For a perfct example of the kind of thing that Binyavanga Wainaina refers to, here's Oprah Winfrey in her arrival in Africa: 
The first time I set foot on African soil, I knew I had returned home. It was a powerful experience coming back to the land of bones. It felt like a return to myself.

A lot of African Americans live with the eternal question of "who am I really?" The answer resounded in my spirit with profound clarity the moments I saw an African child smile. Those were my eyes, my lips, my face. And when I first heard African children singing, I knew that not only was I home, but that I would come back to this land again and again. There is a bond that runs very deep between my primal self and the children of Africa. It is a relationship that exists beyond words and one that is reinforced every time I plant my feet in the land of my ancestors. The children of Africa are, to quote scripture, "bone of my bones and flesh of my flesh." Gordon Clark's work crystallizes this connection as he juxtaposes familiar faces and expressions against a barren and inhospitable landscape. Indeed what Clark accomplishes is to capture the essence of Africa's beautiful and amazing people set against a geography of challenge.
An African reporter reacts after reading this: 
We on the dark continent are familiar by now with the spectacle of the prostrate African American celebrity, kissing the soil from which they were spawned. "Don't put your lips there," we want to say. "I just saw a bergie wander away zipping up his pants and... oh, never mind." Because deep down we know that maybe we'll get a multimillion dollar school out of the connection, even if said connection was say, a good 7000km away in West Africa somewhere.
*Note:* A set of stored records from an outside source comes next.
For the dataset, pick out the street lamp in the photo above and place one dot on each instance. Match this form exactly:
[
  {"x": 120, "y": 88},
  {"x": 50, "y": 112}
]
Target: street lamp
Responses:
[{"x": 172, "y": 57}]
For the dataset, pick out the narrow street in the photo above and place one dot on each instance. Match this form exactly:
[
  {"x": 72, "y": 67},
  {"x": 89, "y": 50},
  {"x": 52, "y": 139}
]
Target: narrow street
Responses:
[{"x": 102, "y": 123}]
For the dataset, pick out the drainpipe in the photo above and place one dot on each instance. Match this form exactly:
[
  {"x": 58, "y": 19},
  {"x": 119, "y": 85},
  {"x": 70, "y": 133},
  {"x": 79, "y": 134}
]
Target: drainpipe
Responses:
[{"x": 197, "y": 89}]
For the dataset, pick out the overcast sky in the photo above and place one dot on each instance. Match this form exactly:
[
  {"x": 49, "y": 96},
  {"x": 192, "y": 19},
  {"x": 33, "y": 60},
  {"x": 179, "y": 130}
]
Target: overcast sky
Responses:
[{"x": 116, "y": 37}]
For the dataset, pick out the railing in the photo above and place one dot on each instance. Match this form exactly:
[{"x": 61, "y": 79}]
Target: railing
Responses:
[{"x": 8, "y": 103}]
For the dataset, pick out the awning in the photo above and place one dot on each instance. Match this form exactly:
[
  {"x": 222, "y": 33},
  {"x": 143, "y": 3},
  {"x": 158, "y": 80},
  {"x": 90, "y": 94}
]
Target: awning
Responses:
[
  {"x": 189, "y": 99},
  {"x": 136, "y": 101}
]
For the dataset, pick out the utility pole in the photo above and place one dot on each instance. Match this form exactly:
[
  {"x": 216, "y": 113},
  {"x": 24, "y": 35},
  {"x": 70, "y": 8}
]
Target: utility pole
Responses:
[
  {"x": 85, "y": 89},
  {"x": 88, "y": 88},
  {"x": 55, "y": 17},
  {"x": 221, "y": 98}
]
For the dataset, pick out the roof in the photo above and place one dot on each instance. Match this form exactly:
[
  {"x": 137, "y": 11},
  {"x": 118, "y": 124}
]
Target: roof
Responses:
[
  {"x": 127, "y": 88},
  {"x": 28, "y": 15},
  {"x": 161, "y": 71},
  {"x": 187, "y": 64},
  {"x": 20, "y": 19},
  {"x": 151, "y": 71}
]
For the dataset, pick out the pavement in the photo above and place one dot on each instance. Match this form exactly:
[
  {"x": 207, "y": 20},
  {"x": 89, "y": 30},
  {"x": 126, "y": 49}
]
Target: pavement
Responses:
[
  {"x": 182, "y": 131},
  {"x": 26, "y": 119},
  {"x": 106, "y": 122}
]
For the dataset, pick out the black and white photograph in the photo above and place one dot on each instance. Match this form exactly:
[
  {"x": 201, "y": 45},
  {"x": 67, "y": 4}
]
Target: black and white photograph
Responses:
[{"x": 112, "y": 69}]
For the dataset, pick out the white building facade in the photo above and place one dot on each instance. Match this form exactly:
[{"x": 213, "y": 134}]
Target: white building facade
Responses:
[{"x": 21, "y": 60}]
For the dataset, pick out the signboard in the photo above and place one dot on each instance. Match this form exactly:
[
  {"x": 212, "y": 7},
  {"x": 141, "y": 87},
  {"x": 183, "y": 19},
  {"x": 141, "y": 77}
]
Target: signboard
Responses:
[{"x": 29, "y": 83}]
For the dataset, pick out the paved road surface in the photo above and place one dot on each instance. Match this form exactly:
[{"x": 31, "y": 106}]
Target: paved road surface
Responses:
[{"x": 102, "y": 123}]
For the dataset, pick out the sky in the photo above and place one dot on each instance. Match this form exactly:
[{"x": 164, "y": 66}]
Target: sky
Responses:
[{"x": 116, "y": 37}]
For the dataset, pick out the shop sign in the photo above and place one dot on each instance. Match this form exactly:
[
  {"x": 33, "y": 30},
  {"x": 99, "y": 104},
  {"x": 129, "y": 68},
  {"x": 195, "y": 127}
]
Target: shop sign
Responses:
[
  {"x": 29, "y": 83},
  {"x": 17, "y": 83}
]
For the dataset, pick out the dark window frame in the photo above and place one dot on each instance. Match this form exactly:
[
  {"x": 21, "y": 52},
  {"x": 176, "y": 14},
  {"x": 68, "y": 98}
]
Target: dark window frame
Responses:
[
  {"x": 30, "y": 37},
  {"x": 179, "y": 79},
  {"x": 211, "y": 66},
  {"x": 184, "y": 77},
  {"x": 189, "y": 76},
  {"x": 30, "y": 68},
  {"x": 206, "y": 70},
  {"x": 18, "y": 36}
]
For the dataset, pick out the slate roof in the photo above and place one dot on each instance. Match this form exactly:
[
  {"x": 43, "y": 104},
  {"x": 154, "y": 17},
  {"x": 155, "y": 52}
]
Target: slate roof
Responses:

So I really thought that Oprah Winfrey was parodying those kind of sentiment in the foreword to South African photographer, Gordon Clark's book "Transitions".

"Ha ha ha!" I chortled with delight. "'There is a bond that runs very deep between my primal self and the children of Africa,'" I quoted. "This is good stuff."

But no, oh no. The Queen of chat and purveyor of pseudoscience medicinal quackery is as ever all the more terrifying because she's sincere. She really does take herself so seriously that she would dedicate 80% of the foreword to an amazing photographer's work with the most self-indulgent and vainglorious crap - and throw him a bone of congratulations at the end for "crystallizing" her connection. Er, actually the book is a treasure box of gorgeous images from across the continent - not a tribute to your confused sense of identity.

1 comment:

thisishabitforming said...

I had friends from Zambia who came to America to go to Bible school. They were amazed at the ignorance of Americans who thought that all Africans lived in huts and didn't know what to do with a chicken. Before coming to America to further their education, he was a pastor and she worked for a travel agency.
While American students were playing Frisbee, they were studying and getting A's in all their courses.